Elle affirme mardi dans un communiqué que trois gardiens de prison l'ont frappée pour la forcer à quitter sa cellule.

"Ils se sont approchés de mon lit, m'ont tordu les bras et recouverte d'un drap. Puis ils ont commencé à me tirer de force hors du lit enroulée dans le drap. J'avais mal, j'étais désespérée et j'ai commencé à me défendre comme j'ai pu. J'ai alors reçu un puissant coup de poing dans l'abdomen", dit-elle dans un communiqué. "J'ai cru que je vivais mes derniers instants", dit-elle.

Démenti

Son avocat a de son côté déclaré que sa cliente avait entamé une grève de la faim vendredi pour attirer l'attention de la communauté internationale sur la situation ukrainienne.

"Ses bras sont couverts de contusions, son ventre porte des traces de coups qui n'ont toujours pas disparu, même après quatre jours", a-t-il également dit.
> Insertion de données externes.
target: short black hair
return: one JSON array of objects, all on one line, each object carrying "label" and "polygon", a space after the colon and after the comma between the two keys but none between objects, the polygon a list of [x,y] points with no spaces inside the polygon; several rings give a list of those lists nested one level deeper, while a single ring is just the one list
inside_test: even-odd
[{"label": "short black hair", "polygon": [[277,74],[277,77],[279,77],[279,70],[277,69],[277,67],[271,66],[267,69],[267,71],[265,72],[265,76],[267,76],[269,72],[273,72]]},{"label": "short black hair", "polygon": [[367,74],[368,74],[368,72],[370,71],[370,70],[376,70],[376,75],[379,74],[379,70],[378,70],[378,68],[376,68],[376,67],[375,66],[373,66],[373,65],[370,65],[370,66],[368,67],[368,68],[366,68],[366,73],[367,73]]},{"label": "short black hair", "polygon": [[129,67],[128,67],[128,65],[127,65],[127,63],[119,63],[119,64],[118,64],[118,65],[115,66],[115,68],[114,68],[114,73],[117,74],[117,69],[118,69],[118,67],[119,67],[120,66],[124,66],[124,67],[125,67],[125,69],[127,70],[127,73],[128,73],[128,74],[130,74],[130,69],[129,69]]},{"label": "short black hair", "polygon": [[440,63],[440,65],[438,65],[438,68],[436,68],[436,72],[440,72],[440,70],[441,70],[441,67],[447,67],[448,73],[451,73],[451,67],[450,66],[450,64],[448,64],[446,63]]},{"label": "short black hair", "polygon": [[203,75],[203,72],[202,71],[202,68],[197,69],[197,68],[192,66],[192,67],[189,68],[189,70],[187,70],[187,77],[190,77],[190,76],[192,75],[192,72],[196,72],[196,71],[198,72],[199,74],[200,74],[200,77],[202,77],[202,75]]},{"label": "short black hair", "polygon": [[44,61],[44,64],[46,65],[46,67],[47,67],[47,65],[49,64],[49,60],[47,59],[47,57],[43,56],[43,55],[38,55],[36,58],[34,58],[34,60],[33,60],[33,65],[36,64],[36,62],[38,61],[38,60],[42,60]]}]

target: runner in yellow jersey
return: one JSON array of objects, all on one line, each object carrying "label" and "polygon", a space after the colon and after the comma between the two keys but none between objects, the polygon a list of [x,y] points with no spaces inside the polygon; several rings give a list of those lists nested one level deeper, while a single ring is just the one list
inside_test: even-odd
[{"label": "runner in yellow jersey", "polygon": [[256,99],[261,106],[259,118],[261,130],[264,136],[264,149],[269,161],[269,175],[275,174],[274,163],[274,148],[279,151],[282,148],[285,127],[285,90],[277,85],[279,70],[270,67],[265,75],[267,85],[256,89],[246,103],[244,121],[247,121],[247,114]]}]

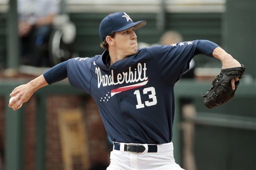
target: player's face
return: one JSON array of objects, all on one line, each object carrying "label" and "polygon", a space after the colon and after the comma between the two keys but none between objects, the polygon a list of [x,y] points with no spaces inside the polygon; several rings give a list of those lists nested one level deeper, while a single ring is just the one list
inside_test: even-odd
[{"label": "player's face", "polygon": [[116,32],[116,48],[126,56],[134,54],[138,51],[137,36],[134,28]]}]

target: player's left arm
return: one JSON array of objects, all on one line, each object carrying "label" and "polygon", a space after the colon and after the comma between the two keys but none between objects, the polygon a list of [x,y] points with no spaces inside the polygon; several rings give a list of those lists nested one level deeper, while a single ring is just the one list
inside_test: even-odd
[{"label": "player's left arm", "polygon": [[[238,60],[220,47],[218,47],[214,50],[212,56],[222,62],[222,69],[241,66],[241,64]],[[234,82],[238,80],[238,78],[236,78],[234,79],[232,78],[230,80],[231,86],[233,90],[236,88]]]}]

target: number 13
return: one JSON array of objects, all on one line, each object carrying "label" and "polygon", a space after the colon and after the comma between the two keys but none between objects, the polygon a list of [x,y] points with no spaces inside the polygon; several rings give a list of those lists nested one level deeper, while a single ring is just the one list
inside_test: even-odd
[{"label": "number 13", "polygon": [[[150,92],[151,92],[151,94],[148,94],[148,98],[152,98],[152,101],[145,101],[145,104],[147,106],[156,105],[158,103],[158,100],[156,100],[156,90],[154,87],[145,88],[143,90],[144,94],[147,94]],[[144,104],[142,104],[142,102],[140,90],[135,90],[134,94],[136,95],[137,102],[138,103],[138,104],[136,105],[136,108],[144,108]]]}]

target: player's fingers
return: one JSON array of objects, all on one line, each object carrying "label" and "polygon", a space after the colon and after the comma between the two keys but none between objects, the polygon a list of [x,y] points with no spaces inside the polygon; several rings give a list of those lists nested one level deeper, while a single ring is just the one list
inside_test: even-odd
[{"label": "player's fingers", "polygon": [[10,108],[12,108],[14,106],[14,105],[18,101],[18,98],[17,96],[12,96],[11,97],[9,100],[9,104],[8,106]]}]

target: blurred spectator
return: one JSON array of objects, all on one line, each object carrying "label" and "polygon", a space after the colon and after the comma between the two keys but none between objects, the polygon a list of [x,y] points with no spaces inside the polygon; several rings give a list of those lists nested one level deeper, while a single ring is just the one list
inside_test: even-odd
[{"label": "blurred spectator", "polygon": [[55,0],[18,0],[22,64],[49,65],[46,42],[58,12],[58,4]]}]

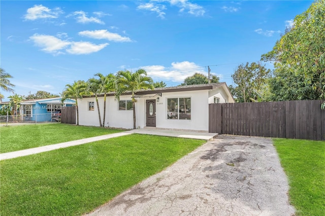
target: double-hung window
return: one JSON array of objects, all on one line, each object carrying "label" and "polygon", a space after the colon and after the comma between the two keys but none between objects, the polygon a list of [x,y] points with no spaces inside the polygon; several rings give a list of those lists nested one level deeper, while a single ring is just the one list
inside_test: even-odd
[{"label": "double-hung window", "polygon": [[89,111],[95,110],[95,102],[94,101],[89,101],[88,102],[88,110]]},{"label": "double-hung window", "polygon": [[121,100],[118,101],[118,110],[133,110],[132,100]]},{"label": "double-hung window", "polygon": [[217,97],[214,97],[214,99],[213,100],[213,102],[214,103],[220,103],[220,98]]},{"label": "double-hung window", "polygon": [[24,105],[23,107],[23,113],[26,116],[30,116],[31,115],[31,105]]},{"label": "double-hung window", "polygon": [[191,119],[191,98],[167,98],[167,119]]}]

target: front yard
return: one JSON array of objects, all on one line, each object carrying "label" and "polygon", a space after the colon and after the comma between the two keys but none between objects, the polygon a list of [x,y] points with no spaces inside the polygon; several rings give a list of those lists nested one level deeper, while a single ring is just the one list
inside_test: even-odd
[{"label": "front yard", "polygon": [[0,153],[117,133],[123,130],[66,124],[0,127]]},{"label": "front yard", "polygon": [[299,215],[325,215],[325,141],[274,139]]},{"label": "front yard", "polygon": [[1,161],[1,214],[82,214],[204,142],[132,134]]}]

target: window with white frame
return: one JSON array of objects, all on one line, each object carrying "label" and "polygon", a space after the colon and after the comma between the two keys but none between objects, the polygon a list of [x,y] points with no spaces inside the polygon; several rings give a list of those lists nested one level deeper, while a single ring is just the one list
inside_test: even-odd
[{"label": "window with white frame", "polygon": [[31,115],[31,105],[24,105],[23,109],[24,115],[30,116]]},{"label": "window with white frame", "polygon": [[220,103],[220,98],[217,97],[214,97],[214,99],[213,100],[213,102],[214,103]]},{"label": "window with white frame", "polygon": [[95,110],[95,102],[94,101],[88,102],[88,110],[89,111]]},{"label": "window with white frame", "polygon": [[56,110],[61,109],[61,105],[53,105],[53,104],[48,104],[47,105],[47,112],[55,112]]},{"label": "window with white frame", "polygon": [[191,119],[191,98],[167,98],[167,119]]},{"label": "window with white frame", "polygon": [[118,110],[133,110],[132,100],[121,100],[118,101]]}]

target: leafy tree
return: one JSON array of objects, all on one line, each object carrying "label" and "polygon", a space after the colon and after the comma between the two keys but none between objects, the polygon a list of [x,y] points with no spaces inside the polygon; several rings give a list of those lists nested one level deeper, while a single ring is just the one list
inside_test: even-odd
[{"label": "leafy tree", "polygon": [[22,97],[17,94],[8,97],[10,98],[9,106],[11,107],[11,114],[12,115],[18,115],[20,108],[20,102],[22,100]]},{"label": "leafy tree", "polygon": [[0,67],[0,89],[14,93],[14,90],[11,87],[14,87],[15,85],[12,84],[9,80],[9,79],[12,78],[11,75],[6,73],[4,69]]},{"label": "leafy tree", "polygon": [[255,102],[266,100],[262,95],[265,83],[271,74],[259,62],[241,64],[232,75],[236,86],[232,92],[238,102]]},{"label": "leafy tree", "polygon": [[[211,83],[219,83],[219,78],[215,75],[212,76]],[[204,84],[209,83],[208,77],[202,74],[196,73],[193,75],[188,77],[184,80],[182,86],[188,86],[190,85]]]},{"label": "leafy tree", "polygon": [[3,94],[0,94],[0,103],[2,103],[2,99],[5,98]]},{"label": "leafy tree", "polygon": [[0,116],[7,116],[7,115],[11,116],[12,115],[11,104],[4,104],[1,106],[0,110]]},{"label": "leafy tree", "polygon": [[112,74],[109,74],[107,76],[104,76],[102,74],[98,73],[95,76],[98,77],[99,92],[104,93],[104,117],[102,127],[105,126],[105,117],[106,114],[106,97],[107,94],[109,92],[115,90],[115,76]]},{"label": "leafy tree", "polygon": [[262,55],[274,63],[271,91],[277,100],[325,98],[325,0],[296,17],[273,50]]},{"label": "leafy tree", "polygon": [[79,124],[79,113],[77,99],[82,99],[82,96],[87,94],[87,84],[84,81],[75,81],[72,85],[66,85],[66,88],[62,93],[61,102],[63,103],[67,99],[76,100],[77,111],[77,125]]},{"label": "leafy tree", "polygon": [[147,71],[139,69],[135,73],[128,70],[120,70],[116,75],[115,98],[119,101],[120,96],[123,93],[132,93],[132,107],[133,108],[133,128],[136,124],[136,99],[135,93],[141,89],[153,89],[152,79],[147,77]]},{"label": "leafy tree", "polygon": [[100,126],[102,126],[102,119],[101,118],[101,111],[100,110],[100,106],[98,103],[98,94],[102,92],[102,86],[103,84],[102,81],[100,79],[95,78],[90,78],[87,82],[88,91],[90,93],[95,95],[95,99],[96,100],[96,104],[97,105],[97,111],[98,111],[98,117],[100,120]]},{"label": "leafy tree", "polygon": [[155,88],[164,88],[167,86],[165,82],[156,82],[153,84],[153,87]]},{"label": "leafy tree", "polygon": [[51,94],[45,91],[38,91],[35,94],[29,94],[28,96],[23,96],[23,97],[26,100],[32,99],[41,98],[52,98],[53,97],[59,97],[60,95],[58,94]]}]

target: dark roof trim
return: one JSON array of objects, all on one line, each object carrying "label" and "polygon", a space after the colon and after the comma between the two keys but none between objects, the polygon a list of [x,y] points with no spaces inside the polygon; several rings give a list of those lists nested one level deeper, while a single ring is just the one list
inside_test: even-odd
[{"label": "dark roof trim", "polygon": [[[156,88],[153,90],[142,90],[136,92],[136,94],[154,94],[158,93],[163,92],[177,92],[180,91],[199,91],[203,90],[211,90],[214,89],[215,88],[221,87],[223,85],[226,84],[225,82],[218,83],[211,83],[207,84],[200,84],[200,85],[191,85],[188,86],[174,86],[171,87],[165,87],[165,88]],[[132,94],[131,92],[126,92],[122,94],[122,95],[128,95]],[[109,92],[106,94],[107,96],[114,96],[115,93],[114,92]],[[104,97],[104,94],[97,95],[98,97]],[[95,97],[94,95],[90,96],[84,96],[83,98],[89,98]]]}]

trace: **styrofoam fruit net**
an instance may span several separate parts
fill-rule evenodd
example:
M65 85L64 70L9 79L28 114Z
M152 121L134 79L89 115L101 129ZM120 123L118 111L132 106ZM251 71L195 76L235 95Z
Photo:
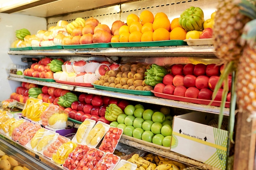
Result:
M59 79L63 71L57 71L53 73L53 78L56 79Z
M76 77L75 73L70 73L67 74L67 81L70 82L75 82L75 78Z
M75 73L75 71L73 68L73 64L71 63L71 64L66 64L66 71L68 73Z
M96 76L95 73L88 73L84 75L84 83L92 83L99 79Z
M85 64L85 71L86 73L95 73L96 68L99 64L97 62L88 62Z

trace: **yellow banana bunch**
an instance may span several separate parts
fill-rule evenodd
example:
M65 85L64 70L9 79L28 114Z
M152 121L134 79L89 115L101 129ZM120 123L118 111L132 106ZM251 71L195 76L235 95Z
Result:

L'administration de la prison a démenti avoir employé la force contre Ioulia Timochenko, a rapporté l'agence de presse Interfax. Le procureur régional de Kharkiv a également démenti ces accusations, disant toutefois que Ioulia Timochenko avait été forcée à quitter sa cellule vendredi.

"La loi (...) autorise le personnel de prison à recourir à la force physique : (les gardiens) l'ont soulevée, portée jusqu'à la voiture et emmenée à l'hôpital", a-t-il dit.